BY ALLEN A. BUCHANAN, Staff Writer

ST. PETERSBURG — Children, adults and seniors came from as far away as Rhode Island, New York, Ohio and North Carolina, just to name a few places, to attend the Joe Wilson Family Reunion dinner held at the Chef Creole Café, 901 22nd St. S.

Sat., June 11, a charter bus pulled into the parking lot of the restaurant, and members of the Wilson family filed off of the bus around to partake in the family’s 33rd reunion.

Thirty-three years ago one woman had a dream of uniting a family who had grown and spread throughout the continental United States and beyond with many serving overseas in the military. Lizzie Mae Wilson Shaw wanted to have family gatherings at times other than the somber occasion of funerals, and because of this dream a tradition was born that fostered love, support and strengthened family ties.

Shaw and Valeria Wilson McGarrah worked together to plan the first Wilson Family reunion held Sat., July 10, 1982, at Shaw’s home on 27th Avenue South.

To this day, sisters and brothers, aunts, uncles, nieces, nephews and cousins eagerly anticipate the long-standing tradition of the now named Joe Wilson Family Reunion. This is a time for fellowship, reconnecting and just relaxing among those you love and who love you.

It all started with Benjamin Joe Hezekiah Brown Wilson, who was the father to 18 children. Seven of the eight living children attended this year’s celebration with ages ranging from 68 to 89.

This year great measures were taken to ensure that the reunion was a success. It has been hosted for several years near Blakely, Ga., the homestead of the Wilson family. This year they decided to return once again to the birthplace of the gathering. Mayor Rick Kriseman extended a welcome on behalf of the citizens of St. Petersburg.

The planning committee members’ ages range from 30 to 79 and were therefore able to bring together a variety of ideas including traditional and innovative ideas, such as communicating through social media and teleconferencing.

This committee once again includes McGarrah, the daughter of the late Joe Wilson, as well as several grandchildren of Joe Wilson including Valencia W. Pierce (daughter of McGarrah), Susan Walker, Rhonda Harris and Carolyn (daughter of Lizzie Mae) and husband Elihu Brayboy.  Granddaughter of McGarrah, Veronica McCoy, was this year’s committee chairperson.

The reunion was a three-day event with a meet and greet on Friday, a beach picnic at Fort De Soto Beach Park on Saturday before the ceremony at Creole Café and a worship service and dinner on Sunday.

“This is the second time that it was held in St. Petersburg,” said McGarrah, daughter of the late Joe Wilson who passed in 1972.

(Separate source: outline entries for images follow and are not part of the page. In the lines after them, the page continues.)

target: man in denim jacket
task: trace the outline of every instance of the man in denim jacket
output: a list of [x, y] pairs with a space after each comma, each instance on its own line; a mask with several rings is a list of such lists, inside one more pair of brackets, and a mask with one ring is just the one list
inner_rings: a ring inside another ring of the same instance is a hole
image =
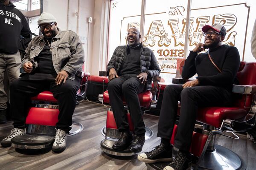
[[34, 38], [22, 60], [25, 72], [11, 85], [11, 112], [14, 128], [1, 142], [11, 146], [11, 139], [24, 133], [26, 103], [31, 97], [49, 91], [58, 102], [60, 113], [52, 147], [54, 152], [65, 150], [76, 103], [76, 91], [81, 77], [84, 51], [79, 36], [71, 31], [61, 31], [56, 19], [43, 12], [38, 21], [43, 35]]

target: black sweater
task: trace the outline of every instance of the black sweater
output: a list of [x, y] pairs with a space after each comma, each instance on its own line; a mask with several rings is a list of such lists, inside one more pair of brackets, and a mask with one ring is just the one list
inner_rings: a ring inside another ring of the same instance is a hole
[[236, 47], [223, 45], [209, 51], [212, 59], [221, 71], [220, 73], [211, 62], [207, 53], [191, 51], [185, 62], [182, 78], [189, 79], [197, 73], [199, 85], [213, 85], [231, 90], [240, 65]]
[[0, 3], [0, 52], [14, 54], [19, 49], [20, 35], [30, 36], [30, 29], [25, 17], [11, 2]]

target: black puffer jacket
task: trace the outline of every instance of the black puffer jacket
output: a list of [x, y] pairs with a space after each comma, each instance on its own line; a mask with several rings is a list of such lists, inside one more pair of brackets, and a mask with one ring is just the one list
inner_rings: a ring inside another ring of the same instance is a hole
[[[141, 45], [140, 49], [140, 70], [141, 73], [148, 74], [147, 86], [145, 90], [150, 90], [152, 87], [151, 79], [153, 76], [159, 76], [160, 70], [158, 62], [150, 49]], [[122, 62], [126, 57], [128, 45], [119, 46], [115, 50], [113, 55], [108, 64], [108, 71], [115, 68], [117, 73], [119, 71]]]

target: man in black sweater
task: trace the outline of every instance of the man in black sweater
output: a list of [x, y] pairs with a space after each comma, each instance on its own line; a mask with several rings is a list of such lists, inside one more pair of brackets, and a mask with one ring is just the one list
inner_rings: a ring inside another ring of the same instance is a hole
[[9, 84], [20, 76], [21, 67], [18, 51], [20, 35], [30, 37], [26, 18], [9, 0], [0, 0], [0, 124], [6, 122], [7, 95], [4, 89], [5, 72]]
[[[122, 132], [120, 139], [113, 148], [123, 150], [129, 147], [135, 153], [142, 150], [145, 132], [138, 94], [151, 89], [152, 76], [160, 73], [154, 53], [140, 43], [141, 37], [139, 30], [130, 28], [127, 33], [128, 44], [117, 47], [108, 64], [109, 99], [118, 130]], [[127, 103], [134, 127], [136, 136], [132, 141], [122, 96]]]
[[[240, 65], [239, 53], [235, 47], [222, 45], [226, 33], [223, 26], [205, 26], [202, 31], [204, 44], [198, 43], [190, 51], [182, 71], [182, 78], [189, 79], [197, 74], [197, 79], [183, 85], [166, 87], [157, 133], [157, 136], [162, 139], [161, 143], [154, 150], [138, 156], [140, 160], [149, 163], [170, 161], [165, 167], [166, 170], [186, 170], [189, 167], [189, 151], [198, 107], [231, 104], [232, 85]], [[207, 48], [208, 52], [198, 54]], [[172, 157], [170, 141], [178, 101], [181, 101], [181, 113], [174, 147], [179, 151]]]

According to McGarrah, the reunion in St. Petersburg this year signifies the beginning of a new era for future family reunions. “Next year the young people in our family will take over,” she said proudly.

McGarrah sounded very relieved to be turning the reigns of planning such a large event over to the X, Y and Z generations.

“We’re so fortunate with our young people who are doing so well. Many of them are in education, and the young man, my nephew that sang for us this evening is an optometrist. The girl that passed out the programs just graduated from Duke University,” said McGarrah, as she attributed the success of the young people in her family to everyone working together and upholding family values, morals and discipline.

Based on the Wilson family, social media pales in comparison to face-to-face interaction. A quick scan of the gathering is a testament to the integrity of a family that grows and flourishes together no matter the distance or ages between them.